BroadBand Sequence

Reduce completion cost and minimize plug-and-perf stages in initial completions and refracs

BroadBand Sequence service treats longer intervals and additional fracture clusters while reducing the number of frac plugs required to complete the well.

When using the Broadband Sequence service for initial fracs in new wells or refracs in mature wells, operators working in tight sandstone, carbonate, and shale reservoirs experienced increased efficiency and a reduction in the number of bridge plugs needed per completion.

A composite pill of degradable particles and fibers

The BroadBand Sequence fracturing service features engineered composite pills comprising a proprietary blend of degradable particles with tetramodal size distribution and fibers. The pill is designed so that the large particles are intercepted at the entrance of a fracture, while smaller particles reduce permeability to create temporary isolation. The fibers ensure the integrity of the blend from surface to near-wellbore area and enhance the bridging mechanism.

Improve near-wellbore conductivity with a partially degradable pill

An enhanced-conductivity pill blends degradable particles and highly conductive spheres chosen to enhance diversion strength and ensure near-wellbore conductivity. They are combined with degradable fibers, which prevent dispersion of the particles to ensure consistent isolation. After treatment, the particles and fibers fully degrade, leaving the spheres in the near-wellbore area to ensure superior well connectivity to the extended fracture and reservoir.

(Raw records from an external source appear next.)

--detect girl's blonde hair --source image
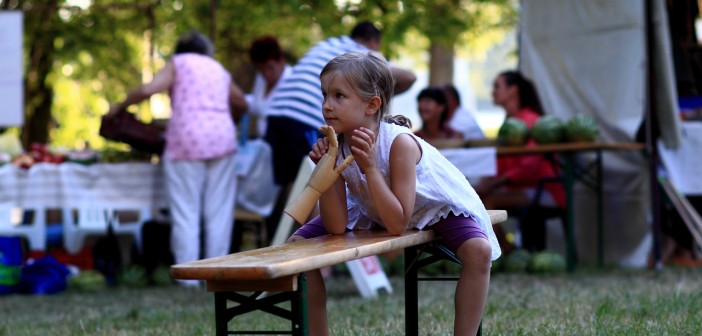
[319,52,412,128]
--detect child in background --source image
[289,52,501,335]
[414,87,463,141]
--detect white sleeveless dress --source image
[337,122,501,260]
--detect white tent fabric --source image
[519,0,680,267]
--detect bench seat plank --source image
[171,210,507,282]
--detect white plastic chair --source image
[0,203,46,251]
[63,205,151,254]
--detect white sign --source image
[0,11,24,126]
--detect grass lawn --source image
[0,267,702,336]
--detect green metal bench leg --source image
[405,247,419,336]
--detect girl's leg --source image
[288,217,329,336]
[453,238,491,336]
[432,214,492,336]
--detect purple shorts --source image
[293,213,487,252]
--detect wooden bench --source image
[171,210,507,335]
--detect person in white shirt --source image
[246,35,292,137]
[443,84,485,140]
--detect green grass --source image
[0,268,702,336]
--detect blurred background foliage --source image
[0,0,518,149]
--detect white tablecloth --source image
[0,163,167,209]
[439,147,497,183]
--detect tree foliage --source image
[0,0,516,147]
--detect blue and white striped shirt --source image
[268,36,370,128]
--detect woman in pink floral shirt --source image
[109,32,246,285]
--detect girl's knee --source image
[457,238,492,270]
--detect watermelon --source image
[68,270,107,292]
[565,114,600,142]
[504,249,531,273]
[529,251,566,273]
[531,114,565,145]
[151,266,173,286]
[497,117,529,146]
[118,265,149,287]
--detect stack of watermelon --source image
[497,114,600,146]
[565,114,600,142]
[497,117,529,146]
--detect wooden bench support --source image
[214,274,308,336]
[405,241,483,336]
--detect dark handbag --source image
[100,111,166,154]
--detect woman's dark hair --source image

Improve diversion performance in conventional reservoirs

Conventional reservoirs will benefit from an engineered dynamic diversion pill that combines multimodal degradable multimodal particles, fibers, and nondegradable particulates. Degradable fibers function as a suspension agent for particles and help to maintain pill integrity during delivery. This conventional reservoir diversion pill is designed to improve diversion efficiency by minimizing fluid loss into open fractures and increasing the pressure differential to promote initialization of additional fractures in higher-stress areas of the formation.